Genealogy should resemble a tangled net rather than a 'neat' tree.
You see, the numbers of ancestors that we have increases exponentially as opposed to linearly; it's the difference between calculating 2+4+8+16... as opposed to 1+1+1+1… What this means, and what Rutherford, Mathematicians such as Joseph T. Chang, and Computer Scientists such as Mark Humphrys, understand is that ancestral lineage is not linear at all, it is a complicated mesh of overlapping, shared, repeated, and interconnected relationships. In short, every person on this planet is related, in a genealogical sense, to everybody else. More than this - and this is where things get particularly interesting - we all share common ancestors. Even more than this, we all share the same common ancestor/s!
In order that we understand this (and do so in as simple a manner as possible) let’s go back to Africa. The most recent ‘out of Africa’ hypothesis - that all living humans are descended from Homo sapiens who emerged from, and then left, Africa between 200-300,000 years ago - rules out parallel evolution (humans evolving in different geographical locations at the same time). What this means is that, if there is only one geographical and evolutionary source for Homo sapiens, then we must, out of necessity, all be related to that source. One of the first significant elements of the human genome that was sequenced was mitochondrial DNA. Not wanting to get unnecessarily complex, mitochondrial DNA is almost exclusively inherited by children from their mothers. Combine this with the understanding of our geo-evolutionary origin (Africa) then it is an absolute certainty that every living person alive today can trace, through their mitochondrial DNA, their genealogy all the way back to a single female ancestor. We can do something similar with Y-chromosome DNA, which is passed almost unchanged from father to son. And so, in the public imagination we are all descended by an unbroken series of genetic links back to a single woman and a single man: the so-called ‘Mitochondrial Eve’ and ‘Y-Chromosomal Adam’.
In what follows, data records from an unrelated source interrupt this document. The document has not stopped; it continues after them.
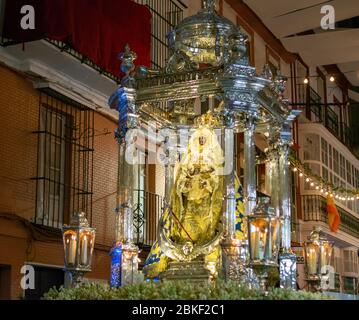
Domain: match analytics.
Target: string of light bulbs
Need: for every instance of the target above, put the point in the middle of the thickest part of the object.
(323, 187)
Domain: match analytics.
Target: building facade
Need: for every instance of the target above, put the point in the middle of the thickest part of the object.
(59, 155)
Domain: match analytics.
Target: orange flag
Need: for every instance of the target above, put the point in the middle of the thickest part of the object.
(333, 214)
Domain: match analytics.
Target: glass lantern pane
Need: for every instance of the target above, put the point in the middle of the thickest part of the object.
(70, 247)
(86, 248)
(325, 255)
(258, 238)
(312, 255)
(273, 248)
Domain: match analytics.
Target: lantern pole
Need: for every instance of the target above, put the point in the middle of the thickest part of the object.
(124, 254)
(78, 240)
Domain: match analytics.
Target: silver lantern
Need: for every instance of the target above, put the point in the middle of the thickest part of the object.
(78, 240)
(318, 252)
(264, 239)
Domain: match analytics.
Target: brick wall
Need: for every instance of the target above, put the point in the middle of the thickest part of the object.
(19, 109)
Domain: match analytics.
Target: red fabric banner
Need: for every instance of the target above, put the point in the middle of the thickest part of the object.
(98, 29)
(333, 214)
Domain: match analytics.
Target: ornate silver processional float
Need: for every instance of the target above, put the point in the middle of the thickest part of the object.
(211, 226)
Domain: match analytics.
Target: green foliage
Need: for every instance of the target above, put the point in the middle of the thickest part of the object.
(177, 290)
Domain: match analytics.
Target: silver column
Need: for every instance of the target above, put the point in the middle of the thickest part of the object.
(287, 260)
(232, 265)
(250, 181)
(272, 170)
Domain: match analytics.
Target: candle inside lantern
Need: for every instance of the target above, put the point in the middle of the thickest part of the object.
(71, 252)
(268, 242)
(312, 260)
(84, 245)
(255, 243)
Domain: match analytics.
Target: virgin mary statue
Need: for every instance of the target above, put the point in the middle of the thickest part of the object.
(191, 221)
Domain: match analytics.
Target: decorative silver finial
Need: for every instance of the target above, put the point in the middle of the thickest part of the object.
(280, 84)
(267, 72)
(209, 4)
(79, 220)
(127, 57)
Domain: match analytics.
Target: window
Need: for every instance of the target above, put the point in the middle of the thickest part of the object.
(165, 16)
(350, 261)
(65, 160)
(330, 158)
(336, 161)
(51, 167)
(273, 60)
(311, 147)
(45, 279)
(349, 285)
(342, 167)
(5, 282)
(139, 196)
(349, 172)
(325, 174)
(324, 152)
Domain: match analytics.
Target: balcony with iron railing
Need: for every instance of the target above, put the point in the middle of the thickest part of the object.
(314, 209)
(319, 112)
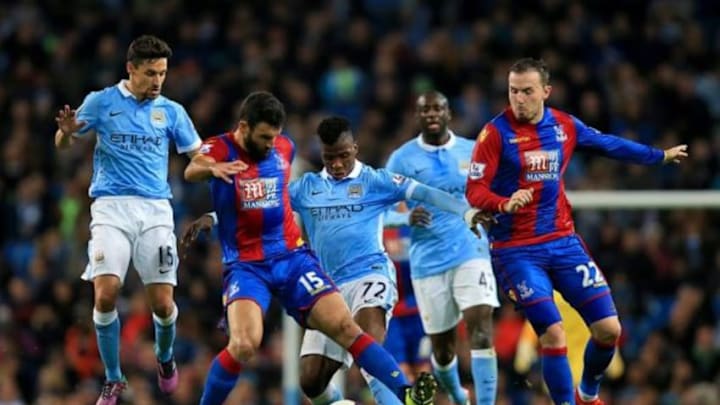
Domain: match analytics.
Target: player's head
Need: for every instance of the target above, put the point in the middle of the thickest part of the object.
(432, 113)
(528, 88)
(147, 65)
(338, 146)
(262, 117)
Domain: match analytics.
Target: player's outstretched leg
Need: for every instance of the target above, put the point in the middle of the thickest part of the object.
(422, 392)
(331, 316)
(245, 322)
(164, 339)
(599, 352)
(449, 378)
(107, 330)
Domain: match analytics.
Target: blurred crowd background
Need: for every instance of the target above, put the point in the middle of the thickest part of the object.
(648, 70)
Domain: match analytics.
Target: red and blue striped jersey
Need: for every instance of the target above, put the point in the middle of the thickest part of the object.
(510, 155)
(255, 220)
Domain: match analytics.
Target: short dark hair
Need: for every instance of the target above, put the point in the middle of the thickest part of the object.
(526, 64)
(262, 106)
(330, 129)
(146, 47)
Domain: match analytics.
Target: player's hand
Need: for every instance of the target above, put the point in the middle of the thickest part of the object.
(421, 217)
(518, 200)
(191, 233)
(676, 154)
(67, 121)
(474, 217)
(225, 170)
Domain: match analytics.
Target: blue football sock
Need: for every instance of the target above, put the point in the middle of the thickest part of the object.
(331, 394)
(221, 379)
(449, 378)
(557, 376)
(372, 357)
(382, 394)
(107, 330)
(597, 358)
(165, 335)
(484, 370)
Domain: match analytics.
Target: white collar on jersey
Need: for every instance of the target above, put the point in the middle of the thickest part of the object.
(432, 148)
(122, 86)
(353, 174)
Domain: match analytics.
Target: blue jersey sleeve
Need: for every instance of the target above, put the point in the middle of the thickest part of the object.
(395, 187)
(616, 147)
(440, 199)
(89, 112)
(184, 134)
(394, 218)
(394, 164)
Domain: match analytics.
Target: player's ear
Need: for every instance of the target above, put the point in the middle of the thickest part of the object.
(547, 90)
(243, 127)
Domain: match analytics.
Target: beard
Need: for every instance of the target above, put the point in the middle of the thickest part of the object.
(255, 152)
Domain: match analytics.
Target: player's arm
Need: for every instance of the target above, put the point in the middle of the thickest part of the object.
(626, 150)
(198, 226)
(483, 167)
(446, 202)
(186, 138)
(394, 218)
(75, 123)
(210, 162)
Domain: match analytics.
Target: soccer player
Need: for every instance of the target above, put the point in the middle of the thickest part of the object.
(342, 209)
(131, 213)
(516, 171)
(577, 336)
(264, 255)
(406, 339)
(450, 267)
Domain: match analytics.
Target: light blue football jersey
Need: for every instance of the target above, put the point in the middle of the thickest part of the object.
(447, 242)
(344, 218)
(133, 141)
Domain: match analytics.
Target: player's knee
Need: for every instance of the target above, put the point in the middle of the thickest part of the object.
(163, 309)
(481, 337)
(311, 382)
(242, 348)
(443, 354)
(554, 336)
(105, 297)
(345, 332)
(607, 331)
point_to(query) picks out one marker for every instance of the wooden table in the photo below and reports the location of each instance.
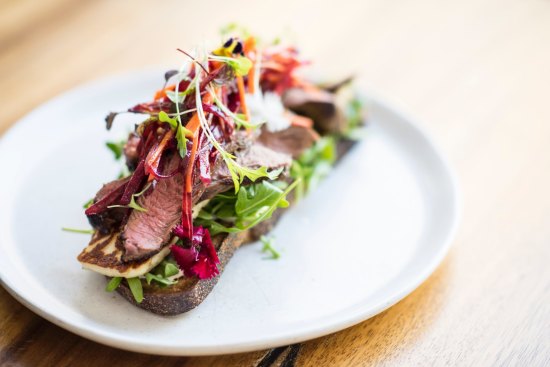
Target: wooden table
(476, 73)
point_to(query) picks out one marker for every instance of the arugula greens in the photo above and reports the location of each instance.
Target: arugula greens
(181, 132)
(230, 212)
(313, 165)
(136, 288)
(113, 284)
(241, 65)
(162, 273)
(355, 113)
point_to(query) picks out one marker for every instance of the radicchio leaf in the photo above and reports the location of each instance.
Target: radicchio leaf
(203, 263)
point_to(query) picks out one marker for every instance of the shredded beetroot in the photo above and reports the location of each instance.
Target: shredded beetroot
(134, 184)
(202, 263)
(185, 257)
(204, 160)
(185, 229)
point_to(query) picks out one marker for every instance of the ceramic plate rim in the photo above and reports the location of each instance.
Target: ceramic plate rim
(289, 337)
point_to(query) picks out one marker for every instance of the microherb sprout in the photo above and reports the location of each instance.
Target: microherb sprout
(181, 131)
(240, 64)
(136, 288)
(238, 173)
(268, 247)
(113, 284)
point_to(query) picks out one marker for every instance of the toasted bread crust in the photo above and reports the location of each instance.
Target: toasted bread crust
(188, 293)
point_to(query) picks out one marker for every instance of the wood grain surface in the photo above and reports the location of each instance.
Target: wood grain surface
(475, 73)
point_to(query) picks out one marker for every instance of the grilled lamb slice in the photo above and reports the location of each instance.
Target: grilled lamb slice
(131, 151)
(320, 106)
(111, 219)
(145, 232)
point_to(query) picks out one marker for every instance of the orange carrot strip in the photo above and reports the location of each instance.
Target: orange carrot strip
(251, 78)
(153, 158)
(190, 164)
(240, 85)
(161, 93)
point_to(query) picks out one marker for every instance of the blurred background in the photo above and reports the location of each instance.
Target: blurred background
(476, 74)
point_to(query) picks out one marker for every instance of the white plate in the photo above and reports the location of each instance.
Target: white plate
(368, 236)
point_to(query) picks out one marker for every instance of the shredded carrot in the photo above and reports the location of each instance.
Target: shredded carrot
(153, 158)
(194, 124)
(242, 97)
(251, 78)
(190, 164)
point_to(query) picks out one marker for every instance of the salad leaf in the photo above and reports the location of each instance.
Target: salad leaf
(136, 288)
(241, 65)
(113, 284)
(253, 204)
(163, 117)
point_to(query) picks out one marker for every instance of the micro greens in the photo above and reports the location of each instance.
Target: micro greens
(251, 205)
(163, 273)
(240, 64)
(268, 247)
(238, 173)
(75, 230)
(113, 284)
(181, 131)
(136, 288)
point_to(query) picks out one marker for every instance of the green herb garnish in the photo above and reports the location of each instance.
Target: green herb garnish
(230, 212)
(113, 284)
(136, 288)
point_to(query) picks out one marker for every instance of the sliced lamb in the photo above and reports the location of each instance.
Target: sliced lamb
(147, 232)
(110, 219)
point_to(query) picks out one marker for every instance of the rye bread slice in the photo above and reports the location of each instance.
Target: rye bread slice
(188, 293)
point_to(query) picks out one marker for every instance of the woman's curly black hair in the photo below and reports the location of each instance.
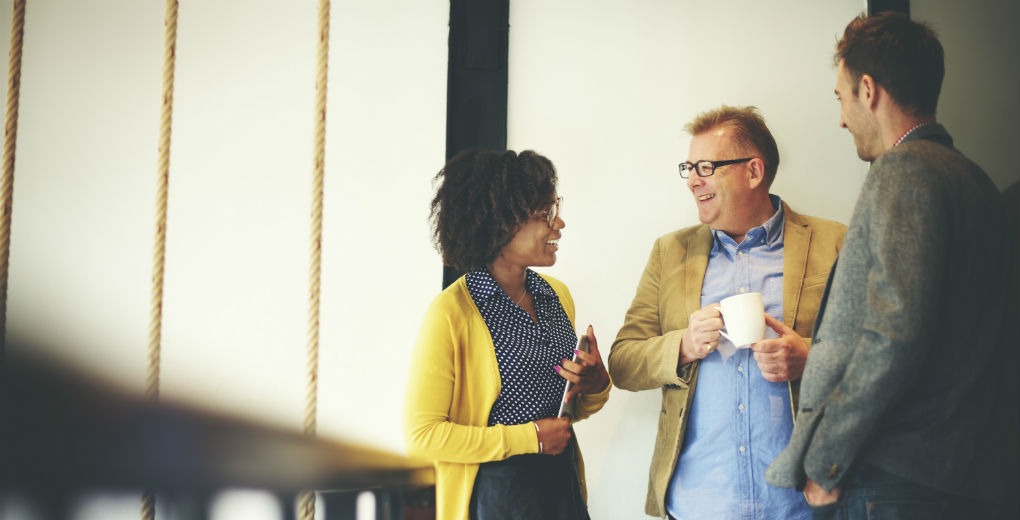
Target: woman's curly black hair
(482, 199)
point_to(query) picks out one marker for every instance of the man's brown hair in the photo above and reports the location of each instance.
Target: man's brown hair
(750, 132)
(902, 55)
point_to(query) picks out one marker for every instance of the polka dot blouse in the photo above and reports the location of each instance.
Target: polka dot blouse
(526, 352)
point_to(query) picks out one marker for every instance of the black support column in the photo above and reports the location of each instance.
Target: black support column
(888, 5)
(476, 81)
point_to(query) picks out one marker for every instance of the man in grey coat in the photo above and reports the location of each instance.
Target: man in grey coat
(897, 394)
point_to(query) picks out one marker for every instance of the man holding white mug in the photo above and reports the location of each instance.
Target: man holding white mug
(713, 446)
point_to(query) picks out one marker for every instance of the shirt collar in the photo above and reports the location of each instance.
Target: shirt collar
(772, 227)
(485, 287)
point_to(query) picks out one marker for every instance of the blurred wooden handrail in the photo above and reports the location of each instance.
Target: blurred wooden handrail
(62, 432)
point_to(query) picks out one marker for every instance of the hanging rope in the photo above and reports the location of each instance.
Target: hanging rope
(9, 143)
(159, 249)
(306, 500)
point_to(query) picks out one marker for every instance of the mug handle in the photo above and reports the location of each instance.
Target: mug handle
(721, 331)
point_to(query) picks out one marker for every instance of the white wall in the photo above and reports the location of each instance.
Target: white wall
(601, 87)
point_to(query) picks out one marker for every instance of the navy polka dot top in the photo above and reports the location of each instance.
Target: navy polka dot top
(526, 352)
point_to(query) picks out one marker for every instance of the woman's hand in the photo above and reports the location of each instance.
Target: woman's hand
(553, 434)
(588, 373)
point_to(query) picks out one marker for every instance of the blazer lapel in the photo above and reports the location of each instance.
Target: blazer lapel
(797, 240)
(695, 265)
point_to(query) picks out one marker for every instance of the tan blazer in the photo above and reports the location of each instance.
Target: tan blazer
(647, 350)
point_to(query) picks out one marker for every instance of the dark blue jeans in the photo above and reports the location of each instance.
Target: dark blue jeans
(871, 493)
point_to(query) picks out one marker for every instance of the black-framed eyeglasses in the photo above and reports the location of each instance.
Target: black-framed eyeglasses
(706, 168)
(551, 214)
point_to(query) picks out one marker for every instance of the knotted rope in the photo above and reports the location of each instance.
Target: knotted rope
(159, 249)
(9, 143)
(306, 500)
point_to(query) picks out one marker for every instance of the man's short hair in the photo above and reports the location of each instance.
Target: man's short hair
(750, 132)
(902, 55)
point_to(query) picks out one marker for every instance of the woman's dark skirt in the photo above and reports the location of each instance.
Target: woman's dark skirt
(528, 486)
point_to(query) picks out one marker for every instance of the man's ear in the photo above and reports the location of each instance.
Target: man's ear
(868, 91)
(756, 172)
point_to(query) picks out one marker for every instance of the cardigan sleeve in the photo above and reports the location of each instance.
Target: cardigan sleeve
(588, 404)
(432, 386)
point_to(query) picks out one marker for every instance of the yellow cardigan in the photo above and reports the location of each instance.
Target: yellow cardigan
(453, 381)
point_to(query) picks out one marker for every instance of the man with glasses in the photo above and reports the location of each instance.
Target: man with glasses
(899, 404)
(713, 445)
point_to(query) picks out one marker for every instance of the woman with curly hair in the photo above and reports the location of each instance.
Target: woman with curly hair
(495, 349)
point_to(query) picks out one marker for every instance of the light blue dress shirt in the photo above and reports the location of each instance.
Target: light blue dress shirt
(738, 421)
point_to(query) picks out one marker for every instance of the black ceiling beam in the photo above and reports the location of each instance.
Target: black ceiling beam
(888, 5)
(476, 81)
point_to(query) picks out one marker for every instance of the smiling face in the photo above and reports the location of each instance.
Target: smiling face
(726, 200)
(536, 243)
(855, 116)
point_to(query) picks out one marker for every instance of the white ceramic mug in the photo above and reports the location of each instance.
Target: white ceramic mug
(744, 318)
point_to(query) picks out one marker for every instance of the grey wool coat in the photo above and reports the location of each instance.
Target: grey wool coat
(905, 342)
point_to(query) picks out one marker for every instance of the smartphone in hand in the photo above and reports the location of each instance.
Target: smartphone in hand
(567, 408)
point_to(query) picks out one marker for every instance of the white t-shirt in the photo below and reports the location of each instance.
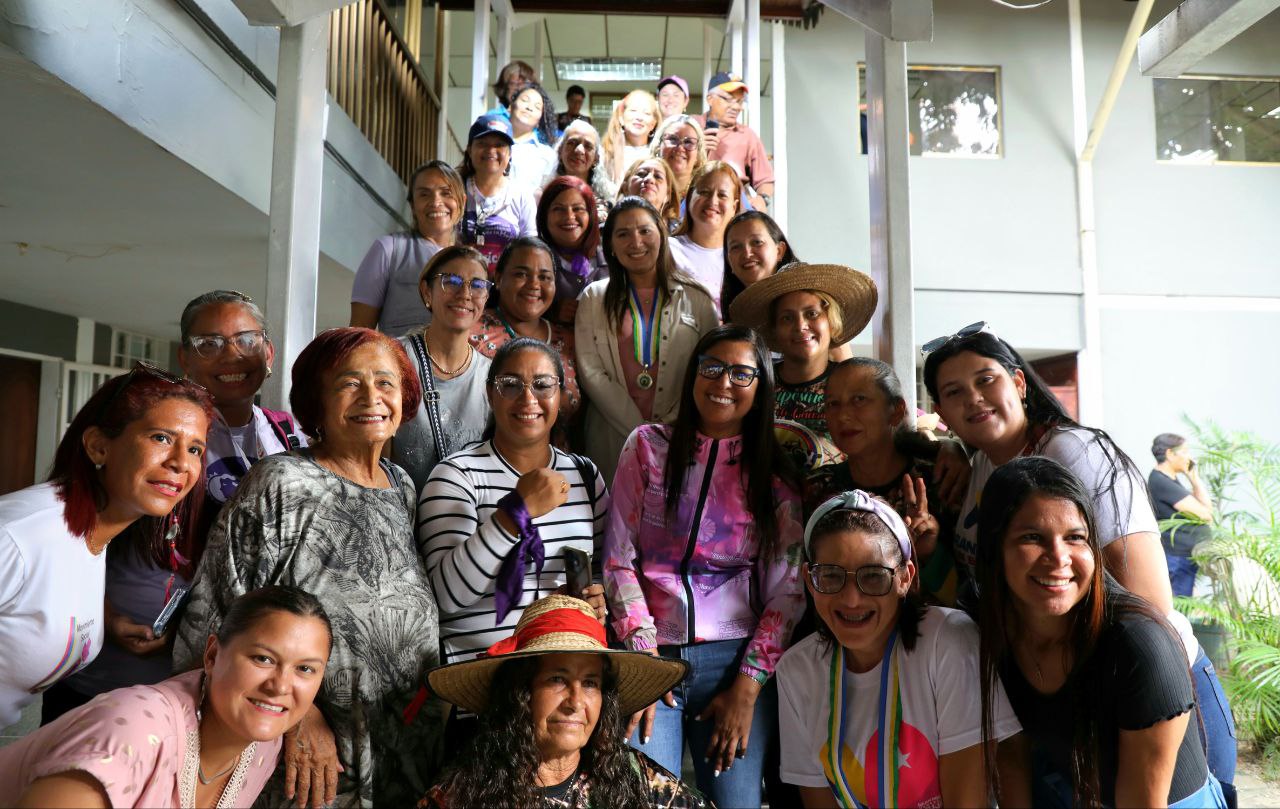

Mitochondrial DNA can be traced through your female ancesters.
Counter-intuitively, these two individuals are unlikely to have been the first humans - they are ‘merely’ the MRCA, or Most Recent Common Ancestor, of all humans alive today. Other humans - probably millions - lived and died without leaving children to contribute to the lineage that would mesh with ours. What is perhaps even more astonishing than this is that, because of the interconnectedness of our species - helped in part by our migrations from village to village, town to town, country to country, and continent to continent - the MRCA of all people living today, probably lived just a few thousand years ago!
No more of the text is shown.